Why Compromise? MemSQL Outperforms NoSQL Solutions Again and Again
So, it probably isn’t much of a surprise to those of you that follow me on twitter that I am huge fan of the in memory database memSQL. There are a lot of awesome reasons why memSQL is crazy fast, which I’ll get to later, for why I have grown to love this database but let’s get started with my latest job…
I have 30 million results pages from Google searches, meaning 300 million entries for a URL, Domain, Subdomain, Keyword and Ranking. You can easily imagine a giant spreadsheet with this data in it. The row might look something like this in the spreadsheet…
1 | http://www.thegooglecache.com/ | www.thegooglecache.com | thegooglecache.com | google cache | 1
My first job is simple – given any URL, Subdomain or Domain, find all the keywords for which it ranks.
I have a couple of options here.
First, I could go with my personal favorite, grep+ramdisk solution. This essentially involves partitioning the file to many smaller files, distributing them based on their keys and using code to know where each file is based on the leading characters of the keys or…
Second, drop it into memSQL the way you would in a traditional database. Have a table for keywords, urls, subdomains, domains and another for rankings. Use joins to and proper indexes to try and speed things up.
1. Let me be clear, the first method is pretty time intensive. It took hours to get the data in just the right format and putting it onto a tmpfs ramdisk was at least a little concerning for durability in the future.
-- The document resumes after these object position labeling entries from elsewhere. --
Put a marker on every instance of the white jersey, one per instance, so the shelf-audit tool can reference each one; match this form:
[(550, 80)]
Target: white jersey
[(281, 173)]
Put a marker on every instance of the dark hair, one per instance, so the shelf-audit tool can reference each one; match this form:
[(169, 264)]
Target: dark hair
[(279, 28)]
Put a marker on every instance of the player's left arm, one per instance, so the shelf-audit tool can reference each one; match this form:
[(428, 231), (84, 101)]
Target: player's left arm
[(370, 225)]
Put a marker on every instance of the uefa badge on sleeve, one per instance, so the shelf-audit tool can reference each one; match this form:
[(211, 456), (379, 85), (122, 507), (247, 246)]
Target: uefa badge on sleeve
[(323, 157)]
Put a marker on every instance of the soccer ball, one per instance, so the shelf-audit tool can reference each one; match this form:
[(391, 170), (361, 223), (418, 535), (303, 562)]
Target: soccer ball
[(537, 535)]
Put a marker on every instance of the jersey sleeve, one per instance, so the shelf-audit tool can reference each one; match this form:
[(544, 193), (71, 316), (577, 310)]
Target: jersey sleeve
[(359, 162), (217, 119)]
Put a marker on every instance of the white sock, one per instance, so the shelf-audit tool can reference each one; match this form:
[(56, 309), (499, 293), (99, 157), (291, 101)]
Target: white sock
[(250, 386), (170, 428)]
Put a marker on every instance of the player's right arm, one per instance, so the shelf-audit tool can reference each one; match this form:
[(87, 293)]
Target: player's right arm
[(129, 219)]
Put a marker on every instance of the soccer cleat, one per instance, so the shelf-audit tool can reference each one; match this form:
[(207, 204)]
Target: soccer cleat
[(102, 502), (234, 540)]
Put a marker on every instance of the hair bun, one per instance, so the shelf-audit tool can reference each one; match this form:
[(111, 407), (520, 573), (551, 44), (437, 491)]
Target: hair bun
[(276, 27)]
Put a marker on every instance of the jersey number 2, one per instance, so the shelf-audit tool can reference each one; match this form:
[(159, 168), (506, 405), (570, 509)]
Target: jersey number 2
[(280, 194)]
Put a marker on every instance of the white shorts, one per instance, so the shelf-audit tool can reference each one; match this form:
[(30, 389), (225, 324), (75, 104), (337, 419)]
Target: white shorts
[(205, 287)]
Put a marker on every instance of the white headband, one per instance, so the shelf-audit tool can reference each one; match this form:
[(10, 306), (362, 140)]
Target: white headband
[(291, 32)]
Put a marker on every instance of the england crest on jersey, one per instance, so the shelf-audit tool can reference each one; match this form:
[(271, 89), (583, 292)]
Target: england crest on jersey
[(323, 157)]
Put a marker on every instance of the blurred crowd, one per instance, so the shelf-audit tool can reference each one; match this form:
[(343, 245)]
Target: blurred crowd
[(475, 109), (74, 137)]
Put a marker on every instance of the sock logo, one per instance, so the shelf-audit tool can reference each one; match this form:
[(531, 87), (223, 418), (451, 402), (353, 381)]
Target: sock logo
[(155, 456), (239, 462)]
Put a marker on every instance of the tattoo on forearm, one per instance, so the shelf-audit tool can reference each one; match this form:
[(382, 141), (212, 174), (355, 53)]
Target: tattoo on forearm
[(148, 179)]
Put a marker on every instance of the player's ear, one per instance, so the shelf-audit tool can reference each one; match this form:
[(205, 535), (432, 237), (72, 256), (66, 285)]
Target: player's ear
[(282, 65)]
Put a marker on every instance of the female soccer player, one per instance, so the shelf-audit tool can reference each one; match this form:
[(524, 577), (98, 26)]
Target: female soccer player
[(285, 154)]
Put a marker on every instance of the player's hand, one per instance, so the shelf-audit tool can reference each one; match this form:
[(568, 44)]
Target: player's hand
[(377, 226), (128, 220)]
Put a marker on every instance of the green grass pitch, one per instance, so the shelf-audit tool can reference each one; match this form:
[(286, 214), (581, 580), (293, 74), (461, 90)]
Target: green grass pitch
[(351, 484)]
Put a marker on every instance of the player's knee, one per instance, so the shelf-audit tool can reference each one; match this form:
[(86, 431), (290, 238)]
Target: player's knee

It is kind of crazy, but each line of the data set would look something like xIDnsdf|23nasfl8@asdjo890a4#afju2n$23oav89hd%2 – each being a representative fixed-length hash of either the url, subdomain, domain, keyword and finally the raw ranking. This allowed me to use a much faster regular expression that the multi-threaded grep would be able to handle more quickly. Ultimately, I was able to get it to look up and return the keys – not the values, but at least the keys – in about .44 second I could retrieve the keys for the keyword and the rank for any domain, url, or subdomain. I was pretty damn please with myself.
2. Now, on the same machine, I dropped the data into memSQL. Same dual quad core xeon server, same RAM, same everything. Of course, I got to use adminer to set up my tables exactly how I wanted and the whole set up of the database and table structure took just a few minutes.
I then imported all the data just as you would without any special weird hashing, etc. Watching memSQL import data is pretty rad. I don’t have a bench mark for it but it feels like filling a bathtub with a firehose. It is pretty amazing.
And then I wrote the first query…
“SELECT kid,r FROM rankings RIGHT JOIN domains ON domains.id=rankings.did WHERE domains.domain=’wikipedia.org’”;
Easy enough. Enter.
Damn, 4 seconds.
But here is the magic. MemSQL essentially turns that query into an optimized procedure. I hit enter again and .12 seconds.
We have only just begun
Now that I plan on moving to a memSQL cluster, I expect to see even greater speeds. I want to nail down the 0.00 time which is often attainable with memSQL queries. But what is really exciting to me about memSQL is not just the speed.
I can get speed out of LevelDB. I can get speed out of Redis. I can get speed out of a lot of things. But what I can’t get out of them are flexibility.
That same database can now be used to do nearly every query I could imagine. I don’t need custom data structures for each particular type of query I will make.
Why I Love MemSQL
- I can get amazing results out of commodity developers (like myself)
- Nearly all my legacy mySQL code works out-of-the-box
- It essentially trains on my queries to speed up results beyond just being in RAM
Anyway, enough with the rave. Back to optimizing.